Finally two scenes that really stuck with me are; the part where she and her ... ahem ... lover, wake up and he is late for the meeting, can't find his sabre etc, which I though was an excellent bit of characterisation which emphasised that, yes, these characters are grown-ups (something again A-D-B in particular does really well IMO) and also the her ending with Aquillon. I was literally devastated by what followed and am not ashamed to admit that like Argel Tal, I too read her final message more than once, and waited for it to be finished, but alas it wasn't to be. 

Finally I'd like to add that even though I am playing Black Legion on the Table Top, my Vindicator shall be of the Word Bearer's Legion and I have actually nicknamed it 'Cyrene's Revenge'. Sigh ...

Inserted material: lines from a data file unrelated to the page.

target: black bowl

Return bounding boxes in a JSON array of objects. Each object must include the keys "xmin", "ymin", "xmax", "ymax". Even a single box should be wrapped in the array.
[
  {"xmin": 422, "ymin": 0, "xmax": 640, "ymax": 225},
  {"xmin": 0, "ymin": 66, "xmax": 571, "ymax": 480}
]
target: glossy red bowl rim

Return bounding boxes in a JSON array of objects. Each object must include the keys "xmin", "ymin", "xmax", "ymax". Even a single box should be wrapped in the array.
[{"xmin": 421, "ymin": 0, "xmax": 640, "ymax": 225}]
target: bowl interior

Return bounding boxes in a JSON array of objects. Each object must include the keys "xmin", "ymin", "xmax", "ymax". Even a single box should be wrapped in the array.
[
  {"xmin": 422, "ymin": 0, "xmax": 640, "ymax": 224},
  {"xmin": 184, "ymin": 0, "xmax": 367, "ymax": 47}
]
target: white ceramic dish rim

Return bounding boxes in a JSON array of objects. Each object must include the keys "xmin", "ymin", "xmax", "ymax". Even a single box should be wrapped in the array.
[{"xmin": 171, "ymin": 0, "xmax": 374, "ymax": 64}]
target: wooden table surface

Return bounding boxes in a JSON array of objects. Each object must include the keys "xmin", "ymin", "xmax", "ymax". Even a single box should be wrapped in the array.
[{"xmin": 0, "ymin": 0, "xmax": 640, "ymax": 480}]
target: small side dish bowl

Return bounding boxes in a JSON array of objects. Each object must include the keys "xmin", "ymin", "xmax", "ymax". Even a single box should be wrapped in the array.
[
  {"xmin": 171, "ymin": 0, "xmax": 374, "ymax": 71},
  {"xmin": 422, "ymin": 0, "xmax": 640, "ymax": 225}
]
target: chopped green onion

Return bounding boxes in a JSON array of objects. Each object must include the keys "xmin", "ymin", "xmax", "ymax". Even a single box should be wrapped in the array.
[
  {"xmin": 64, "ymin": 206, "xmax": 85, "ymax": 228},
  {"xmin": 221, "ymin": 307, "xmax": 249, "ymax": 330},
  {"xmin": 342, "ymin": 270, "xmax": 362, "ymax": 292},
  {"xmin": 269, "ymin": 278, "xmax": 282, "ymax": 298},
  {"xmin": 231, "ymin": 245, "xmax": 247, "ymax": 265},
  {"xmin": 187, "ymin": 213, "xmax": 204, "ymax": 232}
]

Anyway that was my favourite human character in both 40k fiction and the Horus Heresy Series specifically. There are others I enjoyed and I'll chip in about them if anyone else selects them as their favourites.

So, who is you favourite human character?

P.S How the heck do you start a poll, as i'll set one up, if we get enough responses?


----------



## Imperious (May 20, 2009)

This is easy. Malcador. Thread over. 

Why? Too many reasons. But I'll go with saving humanity until the Emperor was able to take over the golden throne.


----------



## cegorach (Nov 29, 2010)

Imperious said:


> This is easy. Malcador. Thread over.
> 
> Why? Too many reasons. But I'll go with saving humanity until the Emperor was able to take over the golden throne.


As far as achievements go, saving the imperium and being the emperors most trusted individual goes pretty high. 

Malcador ftw.


----------



## Angel of Blood (Aug 18, 2010)

Cyrene was a good character but i was a little confused at just how easily she seemed to accept the Word Bearers dramatic descent into Chaos. Would have liked to have seen some of her reactions to the confessions which would no doubt have become more and more disturbing.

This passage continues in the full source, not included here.